Trump and his Middle East envoy, Steve Witkoff, have never understood this. They think everyone is just as transactional as they are – whether it’s Vladimir Putin or Netanyahu – and that deep down everyone wants “peace” first and foremost and not “a piece” of Ukraine or “a piece” of the West Bank or Gaza. That is how Bibi and Putin have, each in their own way, managed to play Trump and Witkoff for fools for so long.
What is an example of that? In January, Israel and Hamas agreed to a three-phase ceasefire deal that involved a hostage exchange and a prisoner swap. But Trump and Witkoff let Netanyahu unilaterally break the ceasefire in March, before the last two phases could be negotiated. Bibi cited Hamas’ refusal to meet Israel’s demand to release more hostages before negotiations would resume – even though Hamas was never obligated to do so in Phase 1 of the US-brokered deal.
US President Donald Trump shakes hands with Israeli Prime Minister Benjamin Netanyahu during a meeting in the Oval Office in April. Photo / Getty Images
An analysis this week by Amir Tibon in Haaretz, headlined “How Trump Facilitated Netanyahu’s Gaza Starvation Policy and Failed to Bring the Hostages Home,” argued that there was no military rationale for Bibi to restart the war because Hamas as a military force had been defeated.
It was all to serve Bibi’s political needs. Smotrich and the other extremists effectively told Bibi he had to restart the war or be toppled, and Bibi duped Trump and Witkoff into believing he could free the hostages with harsher military blows on Hamas and more hardship for Gaza civilians, and by confining the population to a small corner of the strip.

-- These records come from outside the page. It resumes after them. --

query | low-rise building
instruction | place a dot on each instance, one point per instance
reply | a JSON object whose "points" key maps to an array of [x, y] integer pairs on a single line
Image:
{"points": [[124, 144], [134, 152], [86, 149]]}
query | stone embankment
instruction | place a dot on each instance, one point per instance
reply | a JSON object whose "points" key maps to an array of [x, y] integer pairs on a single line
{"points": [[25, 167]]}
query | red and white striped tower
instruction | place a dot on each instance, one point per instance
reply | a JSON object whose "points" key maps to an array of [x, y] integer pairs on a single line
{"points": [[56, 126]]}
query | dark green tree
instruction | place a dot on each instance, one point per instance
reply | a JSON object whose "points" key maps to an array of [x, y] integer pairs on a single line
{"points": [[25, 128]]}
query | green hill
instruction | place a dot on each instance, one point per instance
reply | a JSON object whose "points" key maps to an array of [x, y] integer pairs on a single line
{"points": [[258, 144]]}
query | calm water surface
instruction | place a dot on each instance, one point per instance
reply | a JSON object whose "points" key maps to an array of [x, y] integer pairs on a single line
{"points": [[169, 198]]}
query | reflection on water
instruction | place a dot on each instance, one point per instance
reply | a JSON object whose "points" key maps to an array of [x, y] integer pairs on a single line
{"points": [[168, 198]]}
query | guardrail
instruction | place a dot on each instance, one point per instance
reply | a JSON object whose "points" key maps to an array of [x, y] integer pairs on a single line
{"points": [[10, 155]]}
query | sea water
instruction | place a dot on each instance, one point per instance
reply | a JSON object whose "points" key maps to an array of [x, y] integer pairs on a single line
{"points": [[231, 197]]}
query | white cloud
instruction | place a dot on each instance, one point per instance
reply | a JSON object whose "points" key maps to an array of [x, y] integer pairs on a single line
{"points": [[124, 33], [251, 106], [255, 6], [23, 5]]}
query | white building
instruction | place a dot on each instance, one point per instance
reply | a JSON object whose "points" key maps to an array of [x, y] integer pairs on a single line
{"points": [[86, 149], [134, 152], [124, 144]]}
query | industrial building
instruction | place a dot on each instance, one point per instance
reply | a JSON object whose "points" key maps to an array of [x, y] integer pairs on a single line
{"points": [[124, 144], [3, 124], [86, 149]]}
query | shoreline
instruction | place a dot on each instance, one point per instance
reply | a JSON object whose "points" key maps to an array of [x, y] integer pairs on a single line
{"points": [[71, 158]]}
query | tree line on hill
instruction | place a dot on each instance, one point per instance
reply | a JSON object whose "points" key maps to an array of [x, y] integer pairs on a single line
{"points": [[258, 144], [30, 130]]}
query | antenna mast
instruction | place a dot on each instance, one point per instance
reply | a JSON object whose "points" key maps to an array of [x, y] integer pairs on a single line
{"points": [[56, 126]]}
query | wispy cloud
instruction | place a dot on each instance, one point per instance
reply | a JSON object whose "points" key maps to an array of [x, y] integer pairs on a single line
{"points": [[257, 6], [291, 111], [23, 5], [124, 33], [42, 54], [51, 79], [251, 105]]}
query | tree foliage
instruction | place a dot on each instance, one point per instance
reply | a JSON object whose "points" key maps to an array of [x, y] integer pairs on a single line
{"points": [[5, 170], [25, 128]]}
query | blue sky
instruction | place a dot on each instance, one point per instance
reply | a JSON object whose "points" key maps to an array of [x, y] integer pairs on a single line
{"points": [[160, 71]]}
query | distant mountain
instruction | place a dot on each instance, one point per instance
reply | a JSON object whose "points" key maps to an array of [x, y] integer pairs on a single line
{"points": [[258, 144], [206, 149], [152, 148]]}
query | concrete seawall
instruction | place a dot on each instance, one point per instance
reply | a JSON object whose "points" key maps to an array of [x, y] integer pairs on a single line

It all turned out to be wrong. Hamas was not defeated, and when Israel eventually had to resume supplying food through its distribution organisation, the Gaza Humanitarian Foundation, it was so bungled that countless Gaza residents were dying each day swarming the Israeli distribution sites.
Hamas, Tibon noted, having seen “that Netanyahu’s blockade and starvation strategy had become a PR disaster for Israel, raised its demands in the ongoing hostage negotiations.” The bottom line, he concluded, is this: “Netanyahu dragged Trump and Witkoff into adopting a failed policy – one that returned no living hostages, cost the lives of nearly 50 Israeli soldiers since the war was resumed in March, led to the deaths of thousands of Palestinian civilians and precipitated a full-blown humanitarian disaster. The consequences of this failure will haunt Israel for years.”
Alas, it will haunt Palestinians as well, because I fear it has improved the chances that Hamas will come out of this war without having to cede power in Gaza. Bibi and Hamas have been tacitly enabling each other’s political survival for decades. It is quite possible that this disastrous war will end with both of them still in power.
If that is the case, say goodbye to any two-state solution and hello to a forever war. Because, to paraphrase philosopher Immanuel Kant, out of the crooked timber of Bibi and Hamas no straight thing will ever be made.